Talk about being caught between a rock and a hard place. Before today's Federal Communications Commission Video Relay Service Reform Workshop (archived webcast, captions do not start until 04:25), I thought that competitive bidding was the way to go. Now, I'm not so sure.
At the Workshop an argument made against competitive bidding was that it would reduce innovation and quality of service. That makes sense, because to win a competitive bid, often you have to offer lower prices. And to offer lower cost, often means you can't spend that much on innovation. Likewise, you can't invest as much in the level of service you offer, because you have to hold down costs.
On the other hand - and this is me speaking now - the current system of paying per minute/hour has a built-in incentive for fraud. If a company's revenue is going to depend on the number of minutes/hours generated, obviously it is going to be in that company's best interest to have as many minutes or hours as possible. Reducing the rate paid is not the answer either, because you still have the problem of revenue being dependent on how many total minutes or hours you generate!
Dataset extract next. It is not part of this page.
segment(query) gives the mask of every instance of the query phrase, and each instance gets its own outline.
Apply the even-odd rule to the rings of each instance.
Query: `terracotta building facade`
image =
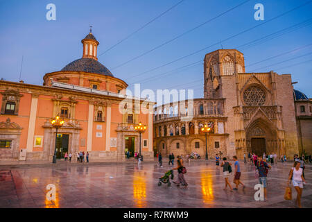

So what to do?? What should the FCC do? The Federal government has an obligation to protect the public from wastefulness, and at the same time you don't want to stifle competition and innovation. Does the answer lie in some kind of combination of the two? Competitive bidding but the winners would get payment in the form of a combination of a flat fee plus some kind of per minute or hourly rate? A guaranteed income plus the opportunity to earn more beyond the guarantee?